Quicksort is better than mergesort in many cases. But when might mergesort be better than quicksort?
For example, mergesort works better when all data cannot be loaded to memory at once. Are there any other cases?
Answers to the suggested duplicate question list advantages of using quicksort over mergesort. I'm asking about the possible cases and applications where mergesort would be better than quicksort.
Both quicksort and mergesort can work just fine if you can't fit all data into memory at once. You can implement quicksort by choosing a pivot, then streaming elements in from disk into memory and writing elements into one of two different files based on how that element compares to the pivot. If you use a double-ended priority queue, you can actually do this even more efficiently by fitting the maximum number of possible elements into memory at once.
Mergesort is worst-case O(n log n). That said, you can easily modify quicksort to produce the introsort algorithm, a hybrid between quicksort, insertion sort, and heapsort, that's worst-case O(n log n) but retains the speed of quicksort in most cases.
It might be helpful to see why quicksort is usually faster than mergesort, since if you understand the reasons you can pretty quickly find some cases where mergesort is a clear winner. Quicksort usually is better than mergesort for two reasons:
Quicksort has better locality of reference than mergesort, which means that the accesses performed in quicksort are usually faster than the corresponding accesses in mergesort.
Quicksort uses worst-case O(log n) memory (if implemented correctly), while mergesort requires O(n) memory due to the overhead of merging.
There's one scenario, though, where these advantages disappear. Suppose you want to sort a linked list of elements. The linked list elements are scattered throughout memory, so advantage (1) disappears (there's no locality of reference). Second, linked lists can be merged with only O(1) space overhead instead of O(n) space overhead, so advantage (2) disappears. Consequently, you usually will find that mergesort is a superior algorithm for sorting linked lists, since it makes fewer total comparisons and isn't susceptible to a poor pivot choice.
A single most important advantage of merge sort over quick sort is its stability: the elements compared equal retain their original order.
MergeSort is stable by design, equal elements keep their original order.
MergeSort is well suited to be implemented parallel (multithreading).
MergeSort uses (about 30%) less comparisons than QuickSort. This is an often overlooked advantage, because a comparison can be quite expensive (e.g. when comparing several fields of database rows).
Quicksort is average case O(n log n), but has a worst case of O(n^2). Mergesort is always O(n log n). Besides the asymptotic worst case and the memory-loading of mergesort, I can't think of another reason.
Scenarios when quicksort is worse than mergesort:
Array is already sorted.
All elements in the array are the same.
Array is sorted in reverse order.
Take mergesort over quicksort if you don't know anything about the data.
Merge sort has a guaranteed upper limit of O(N log2N). Quick sort has such limit, too, but it is much higher - it is O(N2).
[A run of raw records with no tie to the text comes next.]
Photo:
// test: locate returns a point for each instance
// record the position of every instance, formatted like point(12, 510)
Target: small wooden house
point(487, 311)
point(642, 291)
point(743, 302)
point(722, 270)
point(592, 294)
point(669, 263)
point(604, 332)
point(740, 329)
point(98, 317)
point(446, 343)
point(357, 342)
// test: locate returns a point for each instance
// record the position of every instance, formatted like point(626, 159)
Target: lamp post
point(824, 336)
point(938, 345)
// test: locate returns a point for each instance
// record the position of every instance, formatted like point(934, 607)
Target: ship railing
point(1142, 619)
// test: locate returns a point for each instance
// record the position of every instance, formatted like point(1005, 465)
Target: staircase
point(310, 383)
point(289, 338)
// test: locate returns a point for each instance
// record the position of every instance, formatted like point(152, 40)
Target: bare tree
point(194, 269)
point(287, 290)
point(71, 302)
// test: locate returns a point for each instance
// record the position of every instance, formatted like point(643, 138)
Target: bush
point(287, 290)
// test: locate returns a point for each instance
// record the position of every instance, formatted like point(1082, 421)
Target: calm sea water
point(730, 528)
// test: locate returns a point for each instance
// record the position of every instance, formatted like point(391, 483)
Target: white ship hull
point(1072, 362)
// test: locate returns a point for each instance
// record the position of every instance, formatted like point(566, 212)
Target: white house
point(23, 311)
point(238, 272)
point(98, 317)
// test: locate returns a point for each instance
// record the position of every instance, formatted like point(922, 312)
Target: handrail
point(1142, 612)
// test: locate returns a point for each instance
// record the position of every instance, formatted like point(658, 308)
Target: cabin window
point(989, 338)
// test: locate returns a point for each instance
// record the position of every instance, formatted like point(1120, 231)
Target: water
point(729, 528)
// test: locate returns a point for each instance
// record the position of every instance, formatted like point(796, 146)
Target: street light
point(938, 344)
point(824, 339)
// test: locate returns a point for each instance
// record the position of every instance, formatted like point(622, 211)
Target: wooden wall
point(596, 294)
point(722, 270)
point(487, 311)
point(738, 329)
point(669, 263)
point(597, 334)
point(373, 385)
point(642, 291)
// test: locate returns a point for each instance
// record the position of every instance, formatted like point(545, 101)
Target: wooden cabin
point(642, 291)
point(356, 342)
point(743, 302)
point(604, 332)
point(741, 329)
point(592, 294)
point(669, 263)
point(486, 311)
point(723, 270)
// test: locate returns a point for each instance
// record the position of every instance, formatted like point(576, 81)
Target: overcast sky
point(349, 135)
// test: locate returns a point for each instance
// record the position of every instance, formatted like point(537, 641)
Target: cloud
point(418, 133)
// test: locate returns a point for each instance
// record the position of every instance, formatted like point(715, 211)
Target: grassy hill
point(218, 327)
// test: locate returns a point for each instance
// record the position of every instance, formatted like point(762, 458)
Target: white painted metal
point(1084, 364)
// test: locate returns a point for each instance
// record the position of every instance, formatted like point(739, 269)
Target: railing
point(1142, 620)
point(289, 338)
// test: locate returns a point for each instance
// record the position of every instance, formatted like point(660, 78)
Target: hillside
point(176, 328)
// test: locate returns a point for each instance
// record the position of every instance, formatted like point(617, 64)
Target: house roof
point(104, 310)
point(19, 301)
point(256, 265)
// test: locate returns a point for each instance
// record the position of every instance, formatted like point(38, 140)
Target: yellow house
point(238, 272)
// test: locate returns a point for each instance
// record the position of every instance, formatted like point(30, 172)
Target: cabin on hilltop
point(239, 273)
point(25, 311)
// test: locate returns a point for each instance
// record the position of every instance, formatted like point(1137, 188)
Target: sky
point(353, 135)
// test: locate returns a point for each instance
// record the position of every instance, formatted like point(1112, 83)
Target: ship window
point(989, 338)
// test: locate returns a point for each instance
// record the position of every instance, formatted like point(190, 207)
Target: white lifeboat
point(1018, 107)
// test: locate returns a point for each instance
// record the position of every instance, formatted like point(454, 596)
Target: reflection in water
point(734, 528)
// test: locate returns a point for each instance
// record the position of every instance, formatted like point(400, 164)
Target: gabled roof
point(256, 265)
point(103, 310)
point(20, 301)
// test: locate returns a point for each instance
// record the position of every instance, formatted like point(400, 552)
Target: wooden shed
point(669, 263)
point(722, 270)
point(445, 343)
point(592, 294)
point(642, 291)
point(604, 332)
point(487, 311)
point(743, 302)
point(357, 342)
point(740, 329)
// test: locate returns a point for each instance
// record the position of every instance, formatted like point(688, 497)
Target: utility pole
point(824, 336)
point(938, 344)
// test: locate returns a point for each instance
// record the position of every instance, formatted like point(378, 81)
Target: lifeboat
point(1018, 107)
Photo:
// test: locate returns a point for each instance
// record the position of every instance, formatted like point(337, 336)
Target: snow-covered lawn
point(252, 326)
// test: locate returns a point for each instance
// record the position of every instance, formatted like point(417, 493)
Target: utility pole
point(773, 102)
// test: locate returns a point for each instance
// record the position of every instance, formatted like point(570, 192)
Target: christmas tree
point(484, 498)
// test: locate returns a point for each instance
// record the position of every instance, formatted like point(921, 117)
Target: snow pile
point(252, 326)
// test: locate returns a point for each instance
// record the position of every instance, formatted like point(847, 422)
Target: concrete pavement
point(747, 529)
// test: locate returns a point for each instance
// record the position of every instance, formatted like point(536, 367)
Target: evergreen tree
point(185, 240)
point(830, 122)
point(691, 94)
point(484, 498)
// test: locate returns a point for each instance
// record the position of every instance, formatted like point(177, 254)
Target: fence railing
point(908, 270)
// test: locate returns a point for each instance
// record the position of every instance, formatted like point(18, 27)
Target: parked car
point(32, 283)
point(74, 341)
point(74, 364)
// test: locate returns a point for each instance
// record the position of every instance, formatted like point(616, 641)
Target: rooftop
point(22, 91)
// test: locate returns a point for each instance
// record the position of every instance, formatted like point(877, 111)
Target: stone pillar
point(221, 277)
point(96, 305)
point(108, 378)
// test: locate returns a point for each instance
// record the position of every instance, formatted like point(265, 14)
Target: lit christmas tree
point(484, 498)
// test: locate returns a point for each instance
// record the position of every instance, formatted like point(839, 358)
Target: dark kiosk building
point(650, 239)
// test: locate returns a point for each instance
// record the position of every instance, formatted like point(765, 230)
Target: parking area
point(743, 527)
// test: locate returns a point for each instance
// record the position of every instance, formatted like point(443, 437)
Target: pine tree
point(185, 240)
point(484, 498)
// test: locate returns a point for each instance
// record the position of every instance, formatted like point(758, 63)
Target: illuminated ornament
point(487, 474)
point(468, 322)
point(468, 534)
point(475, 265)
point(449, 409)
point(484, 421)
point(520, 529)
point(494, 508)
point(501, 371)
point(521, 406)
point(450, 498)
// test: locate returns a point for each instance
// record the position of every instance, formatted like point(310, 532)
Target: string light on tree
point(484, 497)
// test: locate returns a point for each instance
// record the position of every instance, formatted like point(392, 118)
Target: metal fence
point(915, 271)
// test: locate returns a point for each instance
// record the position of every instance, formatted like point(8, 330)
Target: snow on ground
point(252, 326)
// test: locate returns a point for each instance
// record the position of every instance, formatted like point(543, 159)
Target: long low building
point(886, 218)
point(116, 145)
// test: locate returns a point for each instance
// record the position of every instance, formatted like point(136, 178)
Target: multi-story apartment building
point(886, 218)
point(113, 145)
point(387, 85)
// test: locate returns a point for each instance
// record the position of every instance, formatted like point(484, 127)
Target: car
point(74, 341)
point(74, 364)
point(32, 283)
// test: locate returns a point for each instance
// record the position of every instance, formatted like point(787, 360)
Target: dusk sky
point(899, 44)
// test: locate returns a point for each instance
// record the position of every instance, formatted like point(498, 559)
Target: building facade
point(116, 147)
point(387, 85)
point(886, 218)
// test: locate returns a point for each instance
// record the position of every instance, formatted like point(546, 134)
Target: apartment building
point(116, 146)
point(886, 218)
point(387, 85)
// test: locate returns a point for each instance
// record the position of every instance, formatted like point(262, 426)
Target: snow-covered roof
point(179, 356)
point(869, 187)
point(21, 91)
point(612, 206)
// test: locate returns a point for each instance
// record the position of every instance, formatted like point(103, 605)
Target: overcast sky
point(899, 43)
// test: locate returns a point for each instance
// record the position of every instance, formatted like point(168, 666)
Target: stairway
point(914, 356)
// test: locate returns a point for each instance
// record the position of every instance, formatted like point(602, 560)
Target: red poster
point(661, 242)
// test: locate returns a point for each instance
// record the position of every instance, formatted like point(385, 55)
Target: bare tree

When you need a guaranteed upper bound on the timing of your code, use merge sort over quick sort.
For example, if you write code for a real-time system that relies on sorting, merge sort would be a better choice.
Merge Sort Worst case complexity is O(nlogn) whereas Quick Sort worst case is O(n^2).
Merge Sort is a stable sort which means that the same element in an array maintain their original positions with respect to each other.